If you want to join our Virtual Members Training Hub, we launch in May. It’s a paid per month membership, and we’ll have an exclusive 24 hour special offer window. To pre-register click here. (If you’ve already done so, there is no need to do so again).

South Downs Trail Run, Sunday 8th April

Work off that Easter chocolate frenzy this weekend with a beautiful off-road eight mile route from Rottingdean

This is a challenging but stunning route with as many lovely, recovery downhills as uphills to build your strength and endurance on hills (particularly beneficial for those of you joining us for the Girls Run the World get together at Angmering BlueBell Trail Races or the upcoming Snowdonia Maverick Race in September.

The hardship will be rewarded with stunning views, gambolling baby lambs and a route that overlooks Breaky Bottom vineyard (who produce some delicious sparkling wine!) before heading down through Saltdean and along the cliff for a stunning sea side finish.

Will it be 8 miles, or will you add some more at the end to really fire up your face finish for the Bluebell 10 mile trail race?
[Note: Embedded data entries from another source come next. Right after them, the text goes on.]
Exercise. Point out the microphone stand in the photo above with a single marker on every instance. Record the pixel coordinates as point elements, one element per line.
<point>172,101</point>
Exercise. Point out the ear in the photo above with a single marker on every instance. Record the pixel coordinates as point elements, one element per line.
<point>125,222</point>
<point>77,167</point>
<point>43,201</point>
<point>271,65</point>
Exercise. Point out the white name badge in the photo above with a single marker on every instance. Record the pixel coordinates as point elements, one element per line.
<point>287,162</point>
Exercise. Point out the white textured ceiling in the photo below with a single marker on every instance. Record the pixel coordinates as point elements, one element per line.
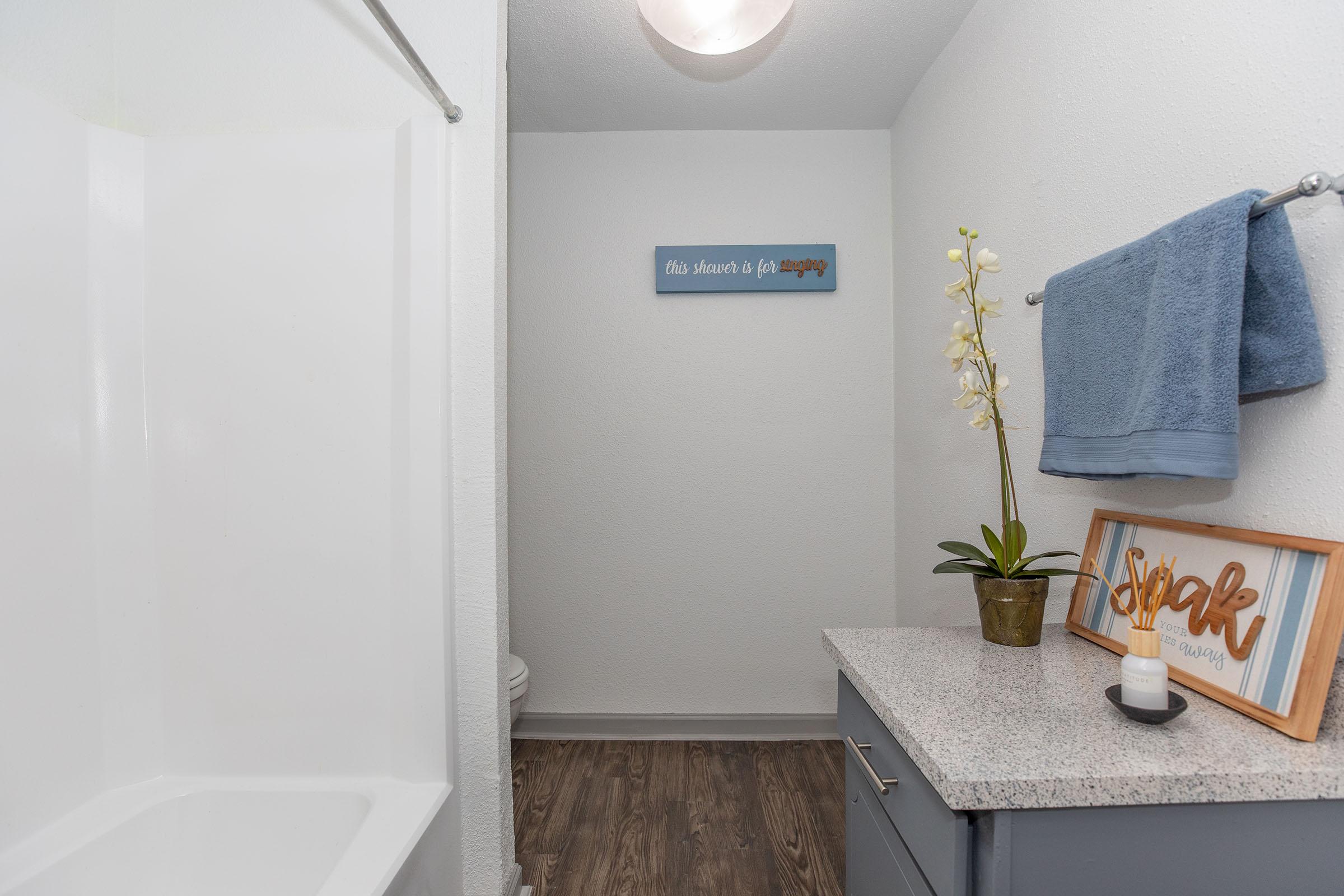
<point>597,65</point>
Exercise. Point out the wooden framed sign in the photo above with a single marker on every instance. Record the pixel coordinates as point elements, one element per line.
<point>807,268</point>
<point>1252,620</point>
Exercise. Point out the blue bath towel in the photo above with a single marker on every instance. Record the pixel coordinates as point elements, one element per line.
<point>1148,348</point>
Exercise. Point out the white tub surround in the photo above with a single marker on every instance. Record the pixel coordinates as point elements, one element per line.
<point>218,836</point>
<point>996,727</point>
<point>227,510</point>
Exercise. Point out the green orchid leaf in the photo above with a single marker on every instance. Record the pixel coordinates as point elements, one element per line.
<point>1040,557</point>
<point>958,566</point>
<point>1027,574</point>
<point>1015,542</point>
<point>964,550</point>
<point>996,547</point>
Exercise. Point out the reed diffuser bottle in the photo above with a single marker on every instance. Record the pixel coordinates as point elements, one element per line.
<point>1143,675</point>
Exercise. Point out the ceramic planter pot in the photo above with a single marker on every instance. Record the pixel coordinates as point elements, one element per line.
<point>1011,610</point>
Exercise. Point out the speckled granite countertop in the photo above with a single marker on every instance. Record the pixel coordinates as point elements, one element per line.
<point>999,727</point>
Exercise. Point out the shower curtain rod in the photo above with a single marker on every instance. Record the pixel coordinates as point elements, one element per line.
<point>451,112</point>
<point>1314,184</point>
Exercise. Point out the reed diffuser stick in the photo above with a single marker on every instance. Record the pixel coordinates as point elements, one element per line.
<point>1113,593</point>
<point>1135,591</point>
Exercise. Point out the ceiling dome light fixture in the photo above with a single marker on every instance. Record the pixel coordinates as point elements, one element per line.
<point>714,27</point>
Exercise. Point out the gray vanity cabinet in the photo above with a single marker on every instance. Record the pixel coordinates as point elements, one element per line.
<point>909,843</point>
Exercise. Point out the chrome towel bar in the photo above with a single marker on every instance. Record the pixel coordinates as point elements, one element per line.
<point>1312,184</point>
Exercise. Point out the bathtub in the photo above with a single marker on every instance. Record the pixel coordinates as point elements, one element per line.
<point>227,836</point>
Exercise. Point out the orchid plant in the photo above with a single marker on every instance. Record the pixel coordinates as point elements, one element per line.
<point>982,393</point>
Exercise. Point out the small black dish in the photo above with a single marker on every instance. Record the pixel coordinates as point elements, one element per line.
<point>1175,706</point>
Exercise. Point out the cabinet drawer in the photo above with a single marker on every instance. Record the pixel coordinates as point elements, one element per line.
<point>877,861</point>
<point>936,836</point>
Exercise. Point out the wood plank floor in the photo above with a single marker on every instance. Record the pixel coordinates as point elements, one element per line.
<point>679,819</point>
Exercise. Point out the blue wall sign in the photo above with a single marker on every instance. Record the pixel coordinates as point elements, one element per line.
<point>807,268</point>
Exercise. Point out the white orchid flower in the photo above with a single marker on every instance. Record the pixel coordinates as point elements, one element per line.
<point>971,394</point>
<point>960,343</point>
<point>988,307</point>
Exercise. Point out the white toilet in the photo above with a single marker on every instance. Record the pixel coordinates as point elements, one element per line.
<point>516,685</point>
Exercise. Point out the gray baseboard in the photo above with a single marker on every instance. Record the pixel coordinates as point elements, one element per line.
<point>596,726</point>
<point>515,883</point>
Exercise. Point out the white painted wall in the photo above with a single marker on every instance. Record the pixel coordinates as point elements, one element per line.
<point>472,53</point>
<point>169,68</point>
<point>1094,124</point>
<point>698,483</point>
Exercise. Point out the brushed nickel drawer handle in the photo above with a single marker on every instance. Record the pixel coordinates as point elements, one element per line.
<point>881,783</point>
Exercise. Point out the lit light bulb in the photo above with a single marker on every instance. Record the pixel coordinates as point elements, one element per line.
<point>714,27</point>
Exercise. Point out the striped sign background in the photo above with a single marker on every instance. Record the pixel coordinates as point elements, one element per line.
<point>1289,586</point>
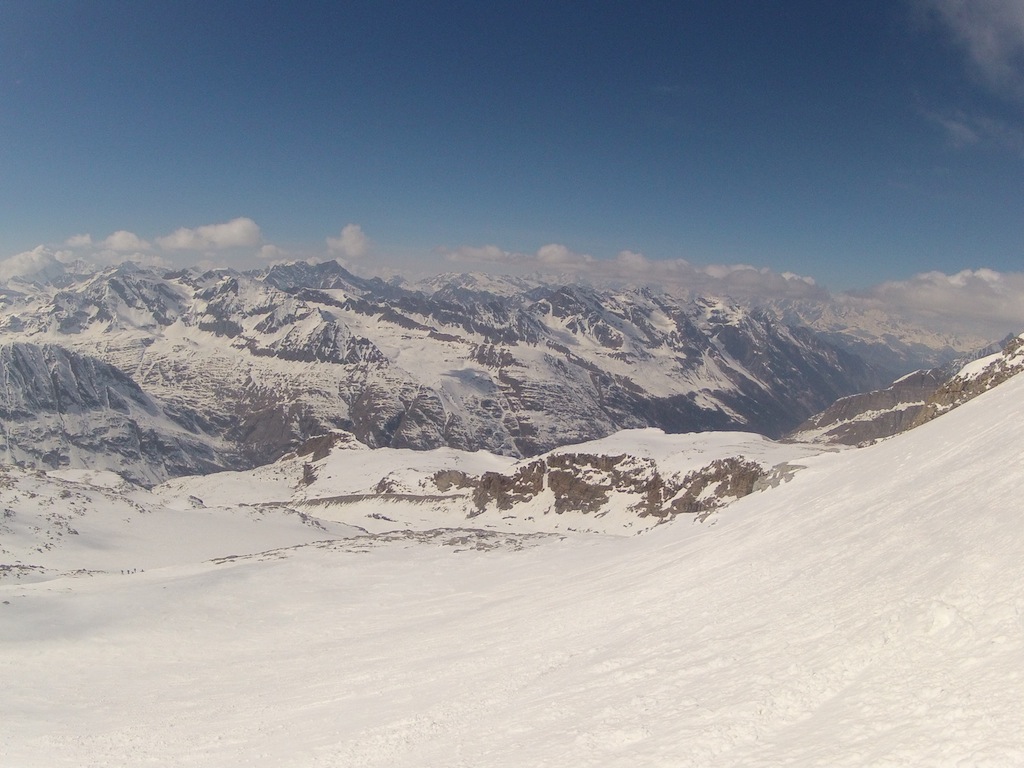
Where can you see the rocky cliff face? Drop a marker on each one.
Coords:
(264, 360)
(911, 400)
(585, 483)
(59, 409)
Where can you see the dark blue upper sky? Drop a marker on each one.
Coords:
(850, 141)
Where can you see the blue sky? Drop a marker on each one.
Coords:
(854, 142)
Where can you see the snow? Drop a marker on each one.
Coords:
(867, 612)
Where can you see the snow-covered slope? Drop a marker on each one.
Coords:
(867, 612)
(265, 360)
(60, 409)
(623, 484)
(913, 398)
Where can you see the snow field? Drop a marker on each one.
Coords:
(868, 612)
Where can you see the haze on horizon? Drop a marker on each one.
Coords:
(876, 146)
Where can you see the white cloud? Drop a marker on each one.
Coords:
(981, 301)
(40, 261)
(79, 241)
(481, 254)
(238, 232)
(270, 252)
(991, 32)
(631, 260)
(123, 241)
(351, 243)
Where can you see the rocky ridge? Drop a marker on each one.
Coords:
(913, 399)
(264, 360)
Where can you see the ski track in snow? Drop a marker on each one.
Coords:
(868, 612)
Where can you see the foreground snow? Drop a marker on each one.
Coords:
(868, 612)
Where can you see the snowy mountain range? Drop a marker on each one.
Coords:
(914, 398)
(227, 370)
(788, 603)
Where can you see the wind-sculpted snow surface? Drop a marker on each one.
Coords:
(265, 360)
(869, 611)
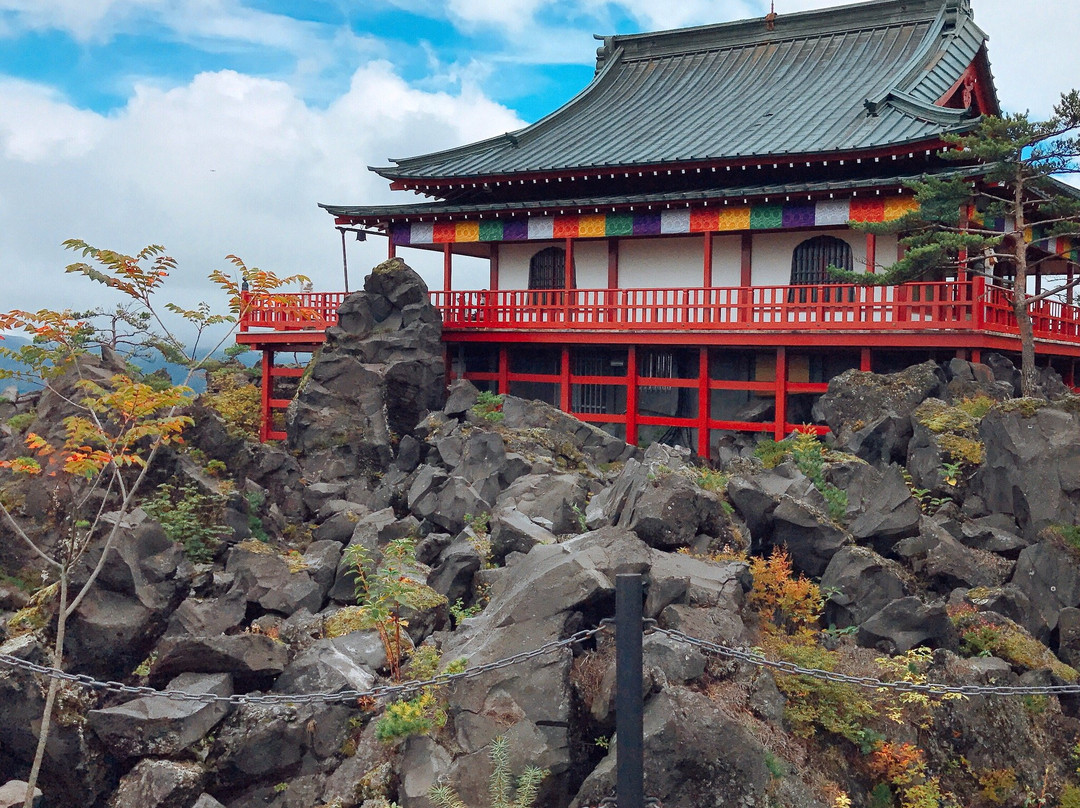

Remember that dastardly hill? Whether you’re taking part in the event or just joining us for the runs, this is a beautiful run that takes in Downs, sea and even a glimpse of Breaky Bottom vineyards!

Location: bottom of Bazehill Road, Rottingdean here/ Parking free.

Footwear: Road shoes will be OK but trail shoes are preferable!

The run is open to all as long as you are regularly running this kind of distance. This is our LAST run before the BlueBell Trail Race. Summer Season starts Sunday 29th April when we drop distance again.